# Lonely in Huntsville



## evermorebg (Jan 12, 2008)

*looking for a male*

I have 2 females and one male one of my females is very lonely. I am in the Shoals Area. I would be interested in taking this guy. I have them housed indoors until we can finish a loft outdoors this spring.

Thank you


----------



## evermorebg (Jan 12, 2008)

*looking for a male companion for my 3*

I live in North Alabama and am looking to adopt a male companion for one of my females who seems to be getting lonely. if anyone can assist me is my search i would greatly appreciate it. They are housed in my home and we are building a flight pen for them to spend time in this spring. We bought 2 and the guy gave me a female that needed some extra TLC. She is doing much better and is now looking for a companion. All 3 of the ones I have are Frizzle backs, but would not care what kind as long as it will be a good companion for her. I would be willing to pay for shipping. 

Thanks

brandi


----------



## TAWhatley (Mar 6, 2001)

Hi Brandi,

Our member, re92346mos, breeds Frillbacks for show. I know she had some she needed to place a couple of months ago. You might try e-mailing her to see if she has a male you could adopt.

Terry


----------



## horsesgot6 (May 30, 2007)

Hi There One Of our members Reti She In FL is Picking up Some Birds From The WildLife Place There.
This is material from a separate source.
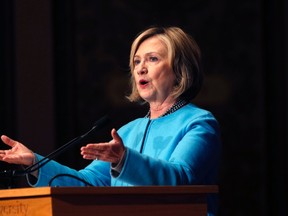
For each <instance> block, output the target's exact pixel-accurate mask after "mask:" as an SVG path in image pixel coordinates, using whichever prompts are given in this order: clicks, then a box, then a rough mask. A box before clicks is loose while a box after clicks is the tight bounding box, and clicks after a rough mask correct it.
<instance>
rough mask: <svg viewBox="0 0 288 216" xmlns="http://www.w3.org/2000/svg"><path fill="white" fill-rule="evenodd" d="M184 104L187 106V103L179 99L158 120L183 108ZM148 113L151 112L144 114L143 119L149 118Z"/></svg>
mask: <svg viewBox="0 0 288 216" xmlns="http://www.w3.org/2000/svg"><path fill="white" fill-rule="evenodd" d="M186 104H188V101H186V100H184V99H180V100H178V101H177V102H176V103H174V104H173V106H172V107H171V108H170V109H168V110H167V111H166V112H165V113H164V114H162V115H160V116H159V117H158V118H160V117H163V116H167V115H169V114H171V113H173V112H175V111H177V110H178V109H180V108H181V107H183V106H185V105H186ZM150 113H151V111H150V110H149V111H148V113H147V114H146V116H145V118H149V117H150Z"/></svg>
I'll Go get The Link For You And Post It Here To The Post About The Birds.


----------



## horsesgot6 (May 30, 2007)

Ok This Is reti's Post http://www.pigeons.biz/forums/showthread.php?t=24558 
Welcome To PT And Your Frillbacks are very Pretty.


----------



## evermorebg (Jan 12, 2008)

*thanks*

thank you for the resources and help. it is greatly appreciated!!!

Brandi


----------